Final Fantasy VII is a captivating journey with a richly diverse cast of well developed characters, despite its outdated graphics and slightly awkward battle system. In my 40 hours with the game, I became heavily invested in most of the characters and their experiences, and that’s an impressive feature for a near 20-year-old game.

Final Fantasy VII revolves around military veteran, Cloud Strife, and the Eco-terrorist organisation, Avalanche, as they fight to save the Earth from the effects of human destruction. The narrative is a reflection of the game’s context, when the world began to value environmental sustainability and fear the effects of pollution. Midgar’s electronic powerhouse Shinra reflects the fossil fuel obsessed corporations of the 90s.

Even without this, the story is interesting.
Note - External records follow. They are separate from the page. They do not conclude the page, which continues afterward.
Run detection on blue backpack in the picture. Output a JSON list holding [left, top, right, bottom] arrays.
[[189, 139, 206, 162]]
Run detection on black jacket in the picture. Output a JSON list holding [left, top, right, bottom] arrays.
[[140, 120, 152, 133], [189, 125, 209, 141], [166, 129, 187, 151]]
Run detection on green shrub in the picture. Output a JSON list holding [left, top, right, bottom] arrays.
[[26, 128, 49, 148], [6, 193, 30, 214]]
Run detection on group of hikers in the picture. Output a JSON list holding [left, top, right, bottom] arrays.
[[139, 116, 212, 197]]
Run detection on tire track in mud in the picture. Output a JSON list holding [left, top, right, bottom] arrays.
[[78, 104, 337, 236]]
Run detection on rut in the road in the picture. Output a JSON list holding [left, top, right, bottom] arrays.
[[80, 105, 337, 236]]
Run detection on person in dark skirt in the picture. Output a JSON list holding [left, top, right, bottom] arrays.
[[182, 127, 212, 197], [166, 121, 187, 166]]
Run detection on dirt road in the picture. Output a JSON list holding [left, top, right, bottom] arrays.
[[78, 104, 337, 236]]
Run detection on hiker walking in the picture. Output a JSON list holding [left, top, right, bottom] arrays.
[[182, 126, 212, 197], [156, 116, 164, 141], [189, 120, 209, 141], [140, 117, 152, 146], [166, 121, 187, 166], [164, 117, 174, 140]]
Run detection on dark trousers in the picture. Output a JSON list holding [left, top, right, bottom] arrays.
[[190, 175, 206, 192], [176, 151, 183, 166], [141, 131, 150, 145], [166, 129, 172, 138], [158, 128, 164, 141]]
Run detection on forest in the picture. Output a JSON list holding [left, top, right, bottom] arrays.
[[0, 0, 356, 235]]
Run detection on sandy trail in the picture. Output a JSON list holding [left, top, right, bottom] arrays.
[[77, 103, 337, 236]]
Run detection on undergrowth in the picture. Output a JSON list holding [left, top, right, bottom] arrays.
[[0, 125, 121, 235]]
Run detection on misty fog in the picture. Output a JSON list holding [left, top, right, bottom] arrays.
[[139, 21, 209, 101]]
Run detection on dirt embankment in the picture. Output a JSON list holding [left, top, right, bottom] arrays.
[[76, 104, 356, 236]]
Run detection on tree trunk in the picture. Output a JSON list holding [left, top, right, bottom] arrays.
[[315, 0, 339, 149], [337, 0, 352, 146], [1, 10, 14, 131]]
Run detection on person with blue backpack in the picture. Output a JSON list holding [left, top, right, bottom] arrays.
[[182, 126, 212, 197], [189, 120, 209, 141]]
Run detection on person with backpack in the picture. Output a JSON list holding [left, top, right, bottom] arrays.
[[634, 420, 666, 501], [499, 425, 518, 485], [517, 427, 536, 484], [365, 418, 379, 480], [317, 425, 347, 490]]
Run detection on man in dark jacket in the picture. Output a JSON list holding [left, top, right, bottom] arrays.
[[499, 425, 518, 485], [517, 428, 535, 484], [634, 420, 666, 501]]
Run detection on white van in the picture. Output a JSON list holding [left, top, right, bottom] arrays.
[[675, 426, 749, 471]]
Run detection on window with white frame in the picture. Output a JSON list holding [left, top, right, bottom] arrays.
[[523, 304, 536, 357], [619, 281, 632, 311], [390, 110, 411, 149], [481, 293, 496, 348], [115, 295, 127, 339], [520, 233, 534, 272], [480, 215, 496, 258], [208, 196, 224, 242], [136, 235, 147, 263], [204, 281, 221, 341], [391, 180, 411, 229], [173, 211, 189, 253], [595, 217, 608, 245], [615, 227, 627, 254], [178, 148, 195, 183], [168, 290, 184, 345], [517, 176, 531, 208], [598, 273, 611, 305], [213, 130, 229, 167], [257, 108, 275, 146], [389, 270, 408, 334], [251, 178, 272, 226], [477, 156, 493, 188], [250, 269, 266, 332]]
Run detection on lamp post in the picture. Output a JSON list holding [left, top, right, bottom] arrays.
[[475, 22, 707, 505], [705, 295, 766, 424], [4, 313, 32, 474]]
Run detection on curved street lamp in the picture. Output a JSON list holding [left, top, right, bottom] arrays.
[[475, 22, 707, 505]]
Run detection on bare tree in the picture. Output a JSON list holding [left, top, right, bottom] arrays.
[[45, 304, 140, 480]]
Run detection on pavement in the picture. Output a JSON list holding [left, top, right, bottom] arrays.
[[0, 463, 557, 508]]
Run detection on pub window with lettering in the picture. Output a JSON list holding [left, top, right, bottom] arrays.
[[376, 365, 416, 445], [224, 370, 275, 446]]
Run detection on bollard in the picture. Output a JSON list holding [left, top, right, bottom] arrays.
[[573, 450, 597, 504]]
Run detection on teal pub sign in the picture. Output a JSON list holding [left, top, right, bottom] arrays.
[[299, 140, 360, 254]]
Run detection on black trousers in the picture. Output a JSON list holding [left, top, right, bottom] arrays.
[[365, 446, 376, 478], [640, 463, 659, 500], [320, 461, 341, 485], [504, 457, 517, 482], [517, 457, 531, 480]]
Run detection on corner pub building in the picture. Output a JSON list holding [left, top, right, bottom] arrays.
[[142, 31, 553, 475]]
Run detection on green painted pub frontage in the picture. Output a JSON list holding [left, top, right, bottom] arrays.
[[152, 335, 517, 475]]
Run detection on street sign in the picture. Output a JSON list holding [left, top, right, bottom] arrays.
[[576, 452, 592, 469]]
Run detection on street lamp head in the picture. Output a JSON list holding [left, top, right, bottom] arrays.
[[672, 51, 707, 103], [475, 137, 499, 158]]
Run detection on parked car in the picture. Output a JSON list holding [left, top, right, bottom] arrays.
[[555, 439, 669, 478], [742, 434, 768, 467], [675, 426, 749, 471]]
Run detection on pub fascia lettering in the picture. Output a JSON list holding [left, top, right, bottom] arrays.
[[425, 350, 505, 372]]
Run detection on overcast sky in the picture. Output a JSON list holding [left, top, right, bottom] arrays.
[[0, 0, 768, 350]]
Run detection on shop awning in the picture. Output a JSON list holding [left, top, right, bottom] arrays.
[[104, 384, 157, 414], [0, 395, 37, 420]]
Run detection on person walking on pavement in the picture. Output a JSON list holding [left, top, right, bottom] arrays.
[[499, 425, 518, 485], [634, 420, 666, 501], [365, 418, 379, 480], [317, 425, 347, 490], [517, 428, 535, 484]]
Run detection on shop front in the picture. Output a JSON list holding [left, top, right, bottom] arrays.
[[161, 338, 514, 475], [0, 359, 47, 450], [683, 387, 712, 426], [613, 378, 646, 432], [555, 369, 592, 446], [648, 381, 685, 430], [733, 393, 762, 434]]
Each party member is well-developed by backstories and characterisation. They also feel aesthetically different from one another. Cid is an American redneck scientist with hopes of flying and creating the first rocket into space, Barret is one of the few survivors of a village destroyed by Shinra’s scientific advances and has a machine gun for an arm, and Cait Sith is a literal puppet of Shinra struggling to come to terms with his new-found morals working as a spy for the company.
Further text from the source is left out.